The report calls for detailed case studies of what adaptation costs will be, and points out that the few that already exist suggest that costs will be considerable.
This farmer in Chitral, Pakistan lost his wheat to water scarcity. July 2008. (Photo by Gul Hamaad Farooqi)

 

It adds that the UNFCCC estimates do not include the cost of bearing 'residual damage' that will arise from situations where adaptation is not technically feasible or simply too expensive.

The report explains that in most cases, the UNFCCC estimation of funding needs was obtained by applying an increase in cost to those areas of investment deemed to be climate sensitive, the so-called "climate mark-up." In agriculture for example, two percent of investment on infrastructure is taken to be climate sensitive.

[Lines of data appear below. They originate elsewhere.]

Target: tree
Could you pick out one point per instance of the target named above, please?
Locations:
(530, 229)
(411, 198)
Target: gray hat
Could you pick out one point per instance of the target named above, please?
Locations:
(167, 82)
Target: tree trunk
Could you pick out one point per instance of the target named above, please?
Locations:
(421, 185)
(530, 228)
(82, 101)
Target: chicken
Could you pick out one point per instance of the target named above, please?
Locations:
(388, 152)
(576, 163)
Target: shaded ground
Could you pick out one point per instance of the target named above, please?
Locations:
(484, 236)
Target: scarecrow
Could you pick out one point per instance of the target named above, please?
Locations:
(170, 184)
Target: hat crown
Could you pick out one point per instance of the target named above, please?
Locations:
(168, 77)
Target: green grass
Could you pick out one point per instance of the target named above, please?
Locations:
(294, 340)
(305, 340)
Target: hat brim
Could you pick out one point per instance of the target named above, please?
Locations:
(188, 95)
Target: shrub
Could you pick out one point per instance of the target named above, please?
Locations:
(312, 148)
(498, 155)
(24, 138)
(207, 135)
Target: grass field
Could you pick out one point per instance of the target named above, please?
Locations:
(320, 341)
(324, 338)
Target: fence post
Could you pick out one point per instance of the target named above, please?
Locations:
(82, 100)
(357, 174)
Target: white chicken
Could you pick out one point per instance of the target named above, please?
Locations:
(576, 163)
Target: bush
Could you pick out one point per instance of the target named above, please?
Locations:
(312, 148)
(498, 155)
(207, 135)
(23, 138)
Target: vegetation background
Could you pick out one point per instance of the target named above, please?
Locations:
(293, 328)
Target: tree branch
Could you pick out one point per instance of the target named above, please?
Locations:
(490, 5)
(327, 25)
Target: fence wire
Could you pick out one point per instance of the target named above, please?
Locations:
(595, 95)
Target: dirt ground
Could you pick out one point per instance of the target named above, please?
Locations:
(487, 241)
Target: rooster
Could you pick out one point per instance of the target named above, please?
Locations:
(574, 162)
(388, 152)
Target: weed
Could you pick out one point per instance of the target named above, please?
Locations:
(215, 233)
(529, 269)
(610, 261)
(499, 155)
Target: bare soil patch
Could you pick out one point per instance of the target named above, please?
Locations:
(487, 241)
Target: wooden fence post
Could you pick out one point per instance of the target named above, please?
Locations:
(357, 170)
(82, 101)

But, says the report, "applying a 'climate mark-up' is not appropriate when current investment flows are well below what they should be. In several parts of the world, current levels of investment are considered far from adequate, and lead to high current vulnerability to climate, including its variability and extremes," known as the "adaptation deficit."

Unless the adaptation deficit is "made good," the Parry report warns, "the enhanced investment for adaptation will not be sufficient to avoid serious damage from climate impacts."

The current adaptation deficit in agriculture is high, the report states. "The number of people at risk from hunger increased from around 300 million in 1990 to 700 million in 2007, and may exceed 1 billion in 2010 (FAO, 2009). A measure of the cost of making good this deficit is the cost of achieving the relevant Millennium Development Goal, estimated at $40–60 billion per year."

"Without this nonclimate investment," the Parry report states, "the estimated levels of investment for adaptation to climate change will be insufficient to avoid serious damage."

Professor Sir Brian Hoskins, director of the Grantham Institute for Climate Change at Imperial College London, which co-published the report, says, "The costs of adapting to live with a changing climate are very uncertain. However, this new report suggests that previous attempts to figure out the costs have drastically under-estimated how expensive this could be. With such large sums potentially involved, the pressure to act now to reduce the extent of climate change is greater than ever."

The new report was reviewed by seven of the world's foremost adaptation scientists, including the lead authors of the original UNFCCC study. Following this, close to 100 adaptation policy and research experts were invited to comment on the pre-publication draft.

The report's authors are: Professor Martin Parry (Imperial College London), Professors Nigel Arnell (University of Reading), Richard Tiffin (University of Reading) and Tim Wheeler (University of Reading), Dr Pam Berry (University of Oxford), Drs. David Dodman and David Satterthwaite (International Institute for Environment and Development), Dr. Sam Fankhauser (London School of Economics), Dr. Chris Hope (University of Cambridge), Dr. Sari Kovats (London School of Hygiene and Tropical Medicine), and Professor Robert Nicholls (University of Southampton).